ヘッジファンドとは具体的に何なのかという質問は、今となってはとてもむずかしいものになりました。それはヘッジファンドというもの自体が多様化することによって、これがヘッジファンドと明確に定義できるものがなくなったからです。ただしその根本的な部分にあるものは、法的規制を避けて世界的に投資活動を営む私募による投資信託のことを言います。
一般的な投資信託は、公募によって一般から小口の資金を集めるというものですが、ヘッジファンドは機関投資家や富裕層から大規模な資金を集めることで成り立っています。名前に使われているヘッジという言葉には、リスク回避という意味があります。そしてその名前の通り、ヘッジファンドはいかにリスクを回避するのかを重要視しています。またその取引規模は純資産を大きく上回っているとされており、とても大きなお金が動きます。

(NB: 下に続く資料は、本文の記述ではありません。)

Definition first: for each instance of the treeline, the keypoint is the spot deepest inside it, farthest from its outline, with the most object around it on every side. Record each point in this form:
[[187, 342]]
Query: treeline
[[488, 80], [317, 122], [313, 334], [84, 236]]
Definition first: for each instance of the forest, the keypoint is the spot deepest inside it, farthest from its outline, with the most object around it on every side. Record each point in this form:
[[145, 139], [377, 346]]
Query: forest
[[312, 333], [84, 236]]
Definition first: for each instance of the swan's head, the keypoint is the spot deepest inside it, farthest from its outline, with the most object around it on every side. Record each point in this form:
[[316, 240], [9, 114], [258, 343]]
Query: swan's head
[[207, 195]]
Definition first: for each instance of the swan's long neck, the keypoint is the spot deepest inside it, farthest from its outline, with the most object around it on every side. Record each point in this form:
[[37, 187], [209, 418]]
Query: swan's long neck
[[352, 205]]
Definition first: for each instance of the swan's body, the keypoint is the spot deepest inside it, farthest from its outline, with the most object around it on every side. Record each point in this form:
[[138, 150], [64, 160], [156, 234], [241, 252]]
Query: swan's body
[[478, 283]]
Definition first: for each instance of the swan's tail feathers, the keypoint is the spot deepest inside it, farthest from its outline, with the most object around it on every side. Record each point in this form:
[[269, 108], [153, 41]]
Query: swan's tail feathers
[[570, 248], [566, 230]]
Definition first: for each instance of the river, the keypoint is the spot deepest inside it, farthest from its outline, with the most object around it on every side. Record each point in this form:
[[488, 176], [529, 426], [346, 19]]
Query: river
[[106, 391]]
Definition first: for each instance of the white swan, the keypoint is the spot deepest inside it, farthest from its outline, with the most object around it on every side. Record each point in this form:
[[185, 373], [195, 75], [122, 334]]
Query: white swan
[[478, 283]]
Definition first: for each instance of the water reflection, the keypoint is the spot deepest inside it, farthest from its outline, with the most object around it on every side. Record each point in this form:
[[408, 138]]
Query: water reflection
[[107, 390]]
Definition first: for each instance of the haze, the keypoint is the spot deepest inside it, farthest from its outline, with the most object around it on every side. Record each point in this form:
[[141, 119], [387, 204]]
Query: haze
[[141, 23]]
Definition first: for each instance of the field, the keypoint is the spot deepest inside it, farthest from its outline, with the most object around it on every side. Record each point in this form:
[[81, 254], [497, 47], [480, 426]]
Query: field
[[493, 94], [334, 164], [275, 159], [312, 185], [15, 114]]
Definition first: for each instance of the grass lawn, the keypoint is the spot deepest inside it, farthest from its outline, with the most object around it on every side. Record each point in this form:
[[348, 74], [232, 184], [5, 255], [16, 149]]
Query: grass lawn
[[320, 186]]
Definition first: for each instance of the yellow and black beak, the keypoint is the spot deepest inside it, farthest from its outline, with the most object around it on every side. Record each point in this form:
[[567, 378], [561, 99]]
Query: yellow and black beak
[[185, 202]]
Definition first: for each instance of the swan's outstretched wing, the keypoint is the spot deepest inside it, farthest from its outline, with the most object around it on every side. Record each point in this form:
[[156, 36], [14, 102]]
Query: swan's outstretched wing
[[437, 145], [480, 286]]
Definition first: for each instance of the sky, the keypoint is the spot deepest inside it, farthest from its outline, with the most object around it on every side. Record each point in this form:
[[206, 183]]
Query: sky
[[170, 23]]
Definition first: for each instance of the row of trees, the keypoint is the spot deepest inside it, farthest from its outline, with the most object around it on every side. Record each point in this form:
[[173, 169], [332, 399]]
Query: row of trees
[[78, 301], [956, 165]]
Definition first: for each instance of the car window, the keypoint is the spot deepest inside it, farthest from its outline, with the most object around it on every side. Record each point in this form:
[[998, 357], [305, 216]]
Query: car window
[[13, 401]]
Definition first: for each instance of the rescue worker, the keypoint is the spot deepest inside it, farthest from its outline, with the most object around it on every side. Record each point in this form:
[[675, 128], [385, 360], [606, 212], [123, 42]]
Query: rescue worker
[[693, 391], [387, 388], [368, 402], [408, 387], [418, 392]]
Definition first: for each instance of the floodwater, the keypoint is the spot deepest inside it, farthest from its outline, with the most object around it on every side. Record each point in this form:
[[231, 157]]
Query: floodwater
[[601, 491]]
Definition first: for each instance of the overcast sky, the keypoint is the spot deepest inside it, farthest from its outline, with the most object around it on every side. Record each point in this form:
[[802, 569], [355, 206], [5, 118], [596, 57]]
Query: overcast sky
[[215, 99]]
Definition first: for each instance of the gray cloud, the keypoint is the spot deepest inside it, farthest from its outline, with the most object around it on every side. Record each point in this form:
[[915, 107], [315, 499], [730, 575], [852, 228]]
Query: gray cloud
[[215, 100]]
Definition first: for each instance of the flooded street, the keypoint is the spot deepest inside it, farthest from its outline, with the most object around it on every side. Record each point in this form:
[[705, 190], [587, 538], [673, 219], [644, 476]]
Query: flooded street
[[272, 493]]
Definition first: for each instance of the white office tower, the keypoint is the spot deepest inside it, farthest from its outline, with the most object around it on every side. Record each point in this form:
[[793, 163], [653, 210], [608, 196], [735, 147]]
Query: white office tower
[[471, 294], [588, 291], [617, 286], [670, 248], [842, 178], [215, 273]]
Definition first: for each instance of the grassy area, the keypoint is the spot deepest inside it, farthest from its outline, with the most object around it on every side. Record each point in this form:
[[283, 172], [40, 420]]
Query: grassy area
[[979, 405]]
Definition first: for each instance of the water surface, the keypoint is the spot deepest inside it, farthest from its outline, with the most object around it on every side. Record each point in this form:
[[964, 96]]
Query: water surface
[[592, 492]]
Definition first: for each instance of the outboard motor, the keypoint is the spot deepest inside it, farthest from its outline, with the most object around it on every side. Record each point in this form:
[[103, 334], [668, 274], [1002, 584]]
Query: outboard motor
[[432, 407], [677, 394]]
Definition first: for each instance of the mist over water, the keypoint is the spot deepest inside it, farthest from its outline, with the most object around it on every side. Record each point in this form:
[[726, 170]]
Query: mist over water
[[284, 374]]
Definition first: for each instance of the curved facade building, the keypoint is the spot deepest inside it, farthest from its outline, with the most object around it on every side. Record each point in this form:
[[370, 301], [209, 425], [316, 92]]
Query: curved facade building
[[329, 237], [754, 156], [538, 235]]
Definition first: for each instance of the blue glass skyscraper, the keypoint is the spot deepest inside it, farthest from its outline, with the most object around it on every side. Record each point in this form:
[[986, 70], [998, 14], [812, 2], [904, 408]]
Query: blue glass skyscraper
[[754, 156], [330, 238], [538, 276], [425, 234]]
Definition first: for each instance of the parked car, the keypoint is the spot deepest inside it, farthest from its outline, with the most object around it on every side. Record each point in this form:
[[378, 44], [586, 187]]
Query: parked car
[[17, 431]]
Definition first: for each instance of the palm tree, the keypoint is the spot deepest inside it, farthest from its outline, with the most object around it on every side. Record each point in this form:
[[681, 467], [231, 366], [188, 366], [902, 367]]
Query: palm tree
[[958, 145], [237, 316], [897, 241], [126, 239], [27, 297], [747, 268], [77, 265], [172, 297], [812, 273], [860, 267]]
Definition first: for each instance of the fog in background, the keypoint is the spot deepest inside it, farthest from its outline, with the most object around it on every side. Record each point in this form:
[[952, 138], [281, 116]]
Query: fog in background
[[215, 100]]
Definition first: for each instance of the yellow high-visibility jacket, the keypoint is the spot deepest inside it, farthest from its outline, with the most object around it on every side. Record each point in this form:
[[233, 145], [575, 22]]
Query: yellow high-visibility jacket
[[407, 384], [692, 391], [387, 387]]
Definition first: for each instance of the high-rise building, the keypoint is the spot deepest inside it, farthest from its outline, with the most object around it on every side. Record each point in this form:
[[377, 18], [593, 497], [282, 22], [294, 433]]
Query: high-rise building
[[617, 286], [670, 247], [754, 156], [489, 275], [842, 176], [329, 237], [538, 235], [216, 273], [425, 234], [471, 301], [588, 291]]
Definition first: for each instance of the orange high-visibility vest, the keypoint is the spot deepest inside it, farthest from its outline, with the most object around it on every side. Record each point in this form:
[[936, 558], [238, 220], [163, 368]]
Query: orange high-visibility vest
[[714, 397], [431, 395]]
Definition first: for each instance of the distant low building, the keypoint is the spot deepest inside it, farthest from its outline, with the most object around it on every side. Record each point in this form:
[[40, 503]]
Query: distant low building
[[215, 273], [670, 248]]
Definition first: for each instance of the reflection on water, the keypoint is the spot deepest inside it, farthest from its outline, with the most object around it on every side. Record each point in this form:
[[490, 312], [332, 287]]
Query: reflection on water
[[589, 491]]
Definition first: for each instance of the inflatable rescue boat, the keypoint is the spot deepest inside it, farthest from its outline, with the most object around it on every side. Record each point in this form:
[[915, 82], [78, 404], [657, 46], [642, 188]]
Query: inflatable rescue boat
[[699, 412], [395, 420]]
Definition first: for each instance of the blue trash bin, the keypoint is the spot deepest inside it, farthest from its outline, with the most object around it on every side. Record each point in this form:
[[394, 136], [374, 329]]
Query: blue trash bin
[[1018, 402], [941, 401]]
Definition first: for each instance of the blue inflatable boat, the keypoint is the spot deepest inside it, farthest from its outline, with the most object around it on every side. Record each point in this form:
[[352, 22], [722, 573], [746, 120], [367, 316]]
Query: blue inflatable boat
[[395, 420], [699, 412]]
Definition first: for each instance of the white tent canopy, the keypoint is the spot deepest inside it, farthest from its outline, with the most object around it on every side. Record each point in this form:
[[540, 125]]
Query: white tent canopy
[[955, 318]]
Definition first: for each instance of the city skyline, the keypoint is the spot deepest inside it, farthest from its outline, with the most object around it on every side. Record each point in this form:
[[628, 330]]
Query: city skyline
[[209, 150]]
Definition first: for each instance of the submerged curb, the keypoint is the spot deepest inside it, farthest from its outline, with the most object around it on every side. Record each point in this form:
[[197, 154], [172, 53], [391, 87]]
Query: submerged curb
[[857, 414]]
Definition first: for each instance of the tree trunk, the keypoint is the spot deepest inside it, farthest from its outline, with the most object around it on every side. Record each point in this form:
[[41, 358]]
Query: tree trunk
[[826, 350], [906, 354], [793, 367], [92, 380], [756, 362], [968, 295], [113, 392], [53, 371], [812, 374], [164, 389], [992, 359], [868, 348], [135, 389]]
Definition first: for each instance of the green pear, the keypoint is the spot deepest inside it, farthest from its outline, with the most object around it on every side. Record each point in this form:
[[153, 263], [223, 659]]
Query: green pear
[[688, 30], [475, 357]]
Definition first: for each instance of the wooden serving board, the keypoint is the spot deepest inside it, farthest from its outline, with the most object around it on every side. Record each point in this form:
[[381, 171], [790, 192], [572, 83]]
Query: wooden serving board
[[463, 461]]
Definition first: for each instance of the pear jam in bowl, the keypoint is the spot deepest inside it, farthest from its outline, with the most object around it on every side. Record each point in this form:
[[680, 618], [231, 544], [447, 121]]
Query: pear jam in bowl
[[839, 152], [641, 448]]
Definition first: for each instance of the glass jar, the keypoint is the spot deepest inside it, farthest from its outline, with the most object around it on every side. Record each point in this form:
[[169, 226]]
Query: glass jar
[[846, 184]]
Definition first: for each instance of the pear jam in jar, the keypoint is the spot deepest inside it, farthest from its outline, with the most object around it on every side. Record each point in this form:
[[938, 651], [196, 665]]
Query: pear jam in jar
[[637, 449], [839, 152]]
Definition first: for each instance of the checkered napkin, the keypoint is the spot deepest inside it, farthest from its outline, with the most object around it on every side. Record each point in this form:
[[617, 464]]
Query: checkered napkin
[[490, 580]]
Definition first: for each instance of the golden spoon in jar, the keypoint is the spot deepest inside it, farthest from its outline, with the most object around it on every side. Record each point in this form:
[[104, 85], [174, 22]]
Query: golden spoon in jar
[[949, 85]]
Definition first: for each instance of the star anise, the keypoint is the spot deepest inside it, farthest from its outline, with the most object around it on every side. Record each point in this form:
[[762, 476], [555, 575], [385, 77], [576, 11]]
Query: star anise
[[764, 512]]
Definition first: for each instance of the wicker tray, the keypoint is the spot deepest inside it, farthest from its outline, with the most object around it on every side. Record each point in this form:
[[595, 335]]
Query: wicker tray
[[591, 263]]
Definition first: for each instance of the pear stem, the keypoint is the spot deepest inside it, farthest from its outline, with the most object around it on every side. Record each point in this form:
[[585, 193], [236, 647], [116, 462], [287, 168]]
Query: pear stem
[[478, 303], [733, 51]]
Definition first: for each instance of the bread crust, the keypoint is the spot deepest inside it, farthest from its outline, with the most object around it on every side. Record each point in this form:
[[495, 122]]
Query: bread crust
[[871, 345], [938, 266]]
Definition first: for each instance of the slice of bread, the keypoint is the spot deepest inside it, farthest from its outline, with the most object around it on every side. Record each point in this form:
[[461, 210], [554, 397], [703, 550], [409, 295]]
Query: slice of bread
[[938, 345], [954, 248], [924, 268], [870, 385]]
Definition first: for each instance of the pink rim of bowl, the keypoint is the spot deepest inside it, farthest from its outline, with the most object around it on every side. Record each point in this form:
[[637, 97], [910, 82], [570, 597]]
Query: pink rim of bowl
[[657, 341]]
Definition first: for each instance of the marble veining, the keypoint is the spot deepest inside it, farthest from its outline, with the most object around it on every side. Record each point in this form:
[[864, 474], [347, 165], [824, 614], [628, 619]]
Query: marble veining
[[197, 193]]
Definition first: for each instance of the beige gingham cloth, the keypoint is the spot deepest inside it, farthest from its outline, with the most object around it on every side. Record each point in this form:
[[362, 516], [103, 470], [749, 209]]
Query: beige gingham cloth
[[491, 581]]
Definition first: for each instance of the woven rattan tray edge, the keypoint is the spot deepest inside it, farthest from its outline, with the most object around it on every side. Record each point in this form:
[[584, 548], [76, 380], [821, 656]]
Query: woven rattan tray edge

ヘッジファンド自体が登場した頃は、大規模なものというのが当たり前の考えでしたが、現在では大小規模を問わずさまざまなものが登場しています。また日本の年金や銀行・生命保険会社もこういったファンドに投資しており、現在もヘッジファンド型の運用をおこなう投資信託は新しく登場しています。冒頭で具体的な形がないと書いたのは、それぞれの投資戦略にさまざまな形があるからです。これだという具体的な形がないということでわかりづらいものなので、自身が関わる時はしっかり勉強してからにしましょう。